FOLKENFLIK: Your piece really reflects a Jekyll-and-Hyde dynamic in some ways. Tell us a couple of things that you learned that perhaps surprised you about the steps they had taken behind the scenes, whether to do better by the environment or, as you say, also to save significant money.

DEMBICKI: Yeah. And I should speak for a second about how I was able to find out some of this stuff. So when Rupert Murdoch announced in 2006 that he saw climate change as a serious issue, his company, News Corp., began filing disclosures about climate risks that it faces and what it's doing to fight climate change to an organization known as the Carbon Disclosure Project, or CDP, as it's known now.
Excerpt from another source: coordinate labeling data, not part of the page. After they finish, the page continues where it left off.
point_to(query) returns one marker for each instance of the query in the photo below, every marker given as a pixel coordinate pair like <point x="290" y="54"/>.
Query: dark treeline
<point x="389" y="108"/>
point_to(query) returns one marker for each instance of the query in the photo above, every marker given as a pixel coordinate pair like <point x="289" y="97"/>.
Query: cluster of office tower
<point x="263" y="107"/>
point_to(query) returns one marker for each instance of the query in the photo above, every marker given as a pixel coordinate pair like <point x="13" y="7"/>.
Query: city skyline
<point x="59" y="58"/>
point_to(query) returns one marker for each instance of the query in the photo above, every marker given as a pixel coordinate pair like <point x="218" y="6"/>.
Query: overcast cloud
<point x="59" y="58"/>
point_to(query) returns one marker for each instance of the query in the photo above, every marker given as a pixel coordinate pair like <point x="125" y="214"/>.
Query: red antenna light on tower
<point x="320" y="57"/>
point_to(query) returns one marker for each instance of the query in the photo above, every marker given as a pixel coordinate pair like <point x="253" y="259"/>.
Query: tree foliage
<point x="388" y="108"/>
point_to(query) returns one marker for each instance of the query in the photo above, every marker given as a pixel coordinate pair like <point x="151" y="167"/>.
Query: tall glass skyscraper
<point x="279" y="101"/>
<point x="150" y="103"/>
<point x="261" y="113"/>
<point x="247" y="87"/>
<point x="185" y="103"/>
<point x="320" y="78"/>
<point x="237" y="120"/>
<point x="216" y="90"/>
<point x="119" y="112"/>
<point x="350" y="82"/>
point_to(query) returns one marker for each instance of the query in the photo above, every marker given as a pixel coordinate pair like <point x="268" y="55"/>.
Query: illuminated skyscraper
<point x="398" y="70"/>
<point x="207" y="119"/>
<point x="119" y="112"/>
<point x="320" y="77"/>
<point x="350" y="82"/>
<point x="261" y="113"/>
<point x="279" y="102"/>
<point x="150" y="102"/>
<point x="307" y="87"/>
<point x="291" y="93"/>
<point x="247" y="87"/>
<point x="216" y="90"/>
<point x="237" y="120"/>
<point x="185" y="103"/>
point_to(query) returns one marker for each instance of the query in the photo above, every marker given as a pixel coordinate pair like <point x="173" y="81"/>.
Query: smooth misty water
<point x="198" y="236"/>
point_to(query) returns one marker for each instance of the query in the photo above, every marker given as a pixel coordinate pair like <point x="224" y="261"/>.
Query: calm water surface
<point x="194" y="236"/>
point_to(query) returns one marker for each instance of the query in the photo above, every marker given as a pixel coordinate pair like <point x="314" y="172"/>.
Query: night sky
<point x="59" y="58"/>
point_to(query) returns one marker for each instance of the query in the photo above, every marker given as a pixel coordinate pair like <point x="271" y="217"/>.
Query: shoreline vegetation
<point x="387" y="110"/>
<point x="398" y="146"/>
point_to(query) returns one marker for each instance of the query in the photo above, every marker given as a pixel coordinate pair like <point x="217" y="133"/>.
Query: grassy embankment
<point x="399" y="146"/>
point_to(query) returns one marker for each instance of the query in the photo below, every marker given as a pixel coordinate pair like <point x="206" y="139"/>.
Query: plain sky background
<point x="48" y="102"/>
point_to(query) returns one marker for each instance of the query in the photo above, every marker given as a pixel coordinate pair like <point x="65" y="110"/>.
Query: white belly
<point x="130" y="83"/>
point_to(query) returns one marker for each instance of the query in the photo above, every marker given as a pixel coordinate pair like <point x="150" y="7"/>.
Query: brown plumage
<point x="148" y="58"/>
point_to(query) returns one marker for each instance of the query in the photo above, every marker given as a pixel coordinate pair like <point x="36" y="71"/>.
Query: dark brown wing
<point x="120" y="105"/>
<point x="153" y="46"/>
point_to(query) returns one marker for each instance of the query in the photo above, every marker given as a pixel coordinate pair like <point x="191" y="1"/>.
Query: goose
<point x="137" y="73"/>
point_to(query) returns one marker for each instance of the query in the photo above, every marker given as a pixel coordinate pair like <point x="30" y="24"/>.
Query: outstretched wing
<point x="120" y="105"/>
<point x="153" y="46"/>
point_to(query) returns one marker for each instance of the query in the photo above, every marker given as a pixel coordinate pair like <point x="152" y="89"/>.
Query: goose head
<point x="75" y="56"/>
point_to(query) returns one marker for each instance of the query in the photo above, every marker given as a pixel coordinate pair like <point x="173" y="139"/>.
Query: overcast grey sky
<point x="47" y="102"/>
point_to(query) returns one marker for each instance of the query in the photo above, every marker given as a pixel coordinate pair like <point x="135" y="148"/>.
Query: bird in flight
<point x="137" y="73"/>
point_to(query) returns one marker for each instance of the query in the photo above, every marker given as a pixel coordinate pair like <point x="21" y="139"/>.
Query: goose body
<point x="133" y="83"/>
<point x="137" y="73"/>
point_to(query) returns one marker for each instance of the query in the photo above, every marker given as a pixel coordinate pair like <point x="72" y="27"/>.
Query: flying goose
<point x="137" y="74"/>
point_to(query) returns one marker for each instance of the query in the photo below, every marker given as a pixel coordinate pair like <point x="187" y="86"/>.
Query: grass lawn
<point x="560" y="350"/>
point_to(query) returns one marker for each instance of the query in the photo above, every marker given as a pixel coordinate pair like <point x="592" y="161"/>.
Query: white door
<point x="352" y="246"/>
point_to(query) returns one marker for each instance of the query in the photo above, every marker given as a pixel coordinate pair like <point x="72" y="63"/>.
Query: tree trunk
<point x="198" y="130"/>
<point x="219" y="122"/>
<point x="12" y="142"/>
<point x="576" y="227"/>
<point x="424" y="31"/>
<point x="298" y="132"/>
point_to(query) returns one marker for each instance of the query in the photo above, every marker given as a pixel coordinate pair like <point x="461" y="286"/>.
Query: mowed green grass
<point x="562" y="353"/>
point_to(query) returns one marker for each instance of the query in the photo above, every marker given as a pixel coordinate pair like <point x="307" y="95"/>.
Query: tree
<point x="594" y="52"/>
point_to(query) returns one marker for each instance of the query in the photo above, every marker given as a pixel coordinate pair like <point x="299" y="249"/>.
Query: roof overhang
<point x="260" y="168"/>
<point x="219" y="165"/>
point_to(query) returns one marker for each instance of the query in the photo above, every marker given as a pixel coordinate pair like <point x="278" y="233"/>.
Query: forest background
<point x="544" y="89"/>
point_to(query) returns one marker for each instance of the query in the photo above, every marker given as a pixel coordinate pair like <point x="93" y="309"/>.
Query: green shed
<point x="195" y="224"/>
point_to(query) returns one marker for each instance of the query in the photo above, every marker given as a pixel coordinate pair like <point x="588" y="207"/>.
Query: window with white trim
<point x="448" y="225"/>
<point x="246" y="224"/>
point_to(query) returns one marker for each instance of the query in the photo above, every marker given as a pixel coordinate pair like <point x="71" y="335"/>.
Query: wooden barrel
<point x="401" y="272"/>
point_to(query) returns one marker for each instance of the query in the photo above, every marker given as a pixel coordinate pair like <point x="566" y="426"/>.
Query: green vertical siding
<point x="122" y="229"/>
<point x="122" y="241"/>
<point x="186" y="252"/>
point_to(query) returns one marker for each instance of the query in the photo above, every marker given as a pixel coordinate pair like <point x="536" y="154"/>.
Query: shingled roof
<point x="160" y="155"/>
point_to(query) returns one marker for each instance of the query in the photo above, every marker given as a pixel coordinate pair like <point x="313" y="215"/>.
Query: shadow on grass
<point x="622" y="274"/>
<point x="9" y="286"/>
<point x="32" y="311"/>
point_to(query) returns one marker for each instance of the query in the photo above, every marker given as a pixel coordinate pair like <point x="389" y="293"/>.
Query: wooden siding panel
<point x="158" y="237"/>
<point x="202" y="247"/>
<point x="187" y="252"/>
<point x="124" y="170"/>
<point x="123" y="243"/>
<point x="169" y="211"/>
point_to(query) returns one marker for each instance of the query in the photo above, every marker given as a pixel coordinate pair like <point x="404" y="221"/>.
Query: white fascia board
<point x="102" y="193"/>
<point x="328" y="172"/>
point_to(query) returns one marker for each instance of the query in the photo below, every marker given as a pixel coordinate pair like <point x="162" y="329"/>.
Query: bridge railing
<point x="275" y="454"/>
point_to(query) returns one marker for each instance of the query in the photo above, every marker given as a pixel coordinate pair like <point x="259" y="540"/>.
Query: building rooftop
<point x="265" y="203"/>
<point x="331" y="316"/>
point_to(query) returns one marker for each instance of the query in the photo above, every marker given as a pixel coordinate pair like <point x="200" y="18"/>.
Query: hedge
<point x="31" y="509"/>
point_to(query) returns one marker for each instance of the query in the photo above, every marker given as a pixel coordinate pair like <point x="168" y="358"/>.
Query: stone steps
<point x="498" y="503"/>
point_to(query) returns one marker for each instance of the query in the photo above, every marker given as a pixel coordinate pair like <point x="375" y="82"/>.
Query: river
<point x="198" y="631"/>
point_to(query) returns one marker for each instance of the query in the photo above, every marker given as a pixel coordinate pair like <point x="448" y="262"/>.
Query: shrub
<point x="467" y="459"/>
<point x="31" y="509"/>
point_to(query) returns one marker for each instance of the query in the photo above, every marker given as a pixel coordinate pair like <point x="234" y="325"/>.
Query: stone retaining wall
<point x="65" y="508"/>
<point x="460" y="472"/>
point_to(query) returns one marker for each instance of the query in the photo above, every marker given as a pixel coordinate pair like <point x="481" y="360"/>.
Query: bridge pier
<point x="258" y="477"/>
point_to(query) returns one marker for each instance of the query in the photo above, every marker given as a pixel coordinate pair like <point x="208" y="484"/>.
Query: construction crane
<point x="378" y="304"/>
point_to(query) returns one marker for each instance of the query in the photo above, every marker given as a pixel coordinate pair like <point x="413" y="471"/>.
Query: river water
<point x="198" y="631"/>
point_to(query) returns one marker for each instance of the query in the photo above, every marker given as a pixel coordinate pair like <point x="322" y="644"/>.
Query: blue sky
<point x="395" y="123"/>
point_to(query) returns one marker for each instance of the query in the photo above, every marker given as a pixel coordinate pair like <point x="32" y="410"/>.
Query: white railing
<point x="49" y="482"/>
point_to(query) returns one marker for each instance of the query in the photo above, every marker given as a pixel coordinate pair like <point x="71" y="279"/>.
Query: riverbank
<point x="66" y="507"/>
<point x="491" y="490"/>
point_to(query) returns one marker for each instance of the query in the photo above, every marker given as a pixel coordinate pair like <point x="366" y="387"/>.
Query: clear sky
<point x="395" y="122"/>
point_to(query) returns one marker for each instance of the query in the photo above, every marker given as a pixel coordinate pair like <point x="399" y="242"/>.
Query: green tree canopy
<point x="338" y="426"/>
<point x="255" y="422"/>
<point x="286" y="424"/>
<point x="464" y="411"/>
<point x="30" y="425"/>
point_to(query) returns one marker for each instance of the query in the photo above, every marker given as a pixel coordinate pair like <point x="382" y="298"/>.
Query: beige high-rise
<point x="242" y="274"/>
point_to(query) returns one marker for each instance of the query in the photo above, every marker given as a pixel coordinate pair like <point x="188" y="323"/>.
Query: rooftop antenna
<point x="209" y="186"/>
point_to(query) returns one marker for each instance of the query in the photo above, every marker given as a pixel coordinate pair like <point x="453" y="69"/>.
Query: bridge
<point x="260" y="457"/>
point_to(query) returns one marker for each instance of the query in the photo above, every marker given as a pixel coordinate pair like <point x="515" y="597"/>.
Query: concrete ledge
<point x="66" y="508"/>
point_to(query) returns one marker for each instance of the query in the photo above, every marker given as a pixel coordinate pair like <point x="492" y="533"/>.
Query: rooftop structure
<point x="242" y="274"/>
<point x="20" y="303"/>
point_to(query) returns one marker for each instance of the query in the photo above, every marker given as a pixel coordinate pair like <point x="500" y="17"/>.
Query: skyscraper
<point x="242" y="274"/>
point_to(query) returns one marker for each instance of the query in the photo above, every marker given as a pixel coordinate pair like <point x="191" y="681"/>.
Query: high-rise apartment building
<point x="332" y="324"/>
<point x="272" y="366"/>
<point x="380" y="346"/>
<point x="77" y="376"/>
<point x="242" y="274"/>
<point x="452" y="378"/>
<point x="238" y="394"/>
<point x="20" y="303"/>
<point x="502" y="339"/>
So News Corp. has been filing these reports - hundreds of pages each year - and the stuff that's in the reports, like you say, presents a very different picture than what viewers of its media outlets might see around climate change.

And so to just give you one example that really jumped out at me, around the time of Hurricane Sandy in 2012, there were Murdoch-owned media outlets that were running opinion pieces saying, there is absolutely no way that this hurricane is linked to climate change. People shouldn't be making that connection. It just doesn't make scientific sense. But in the disclosures that News Corp. was filing at this very time, the company was actually quantifying the financial damage that Sandy had caused to it in terms of delays and disruptions to its supply chain. And at the same time, these disclosures explicitly acknowledge that Sandy and other extreme weather events like that were linked to climate change.

FOLKENFLIK: We invited on top Fox Weather and Fox News executives to talk about this new venture, to talk about their approach. They said they were too busy as they prepare for Monday's launch, as did a few of their new top weather anchors and hosts. How have they reconciled this gap between their corporate positions and what their stars say publicly?

DEMBICKI: I don't think they've really reconciled it at all, to be honest. And when I was doing my reporting for Vice, I reached out to all sorts of different media outlets in the Murdoch empire, and I asked them this very question. And I didn't get a response to any of that. So I would be very fascinated to listen in on some of the conversations they're having internally, trying to reconcile all of these things.

FOLKENFLIK: We've been hearing from Geoff Dembicki. He's an investigative climate reporter who's a contributor to Vice News. His latest piece, titled "Rupert Murdoch Has Known We've Been In A Climate Emergency Since 2006, Documents Show." Geoff, thanks so much for joining us.

DEMBICKI: Yeah, thanks for having me on to discuss this. I really appreciate it.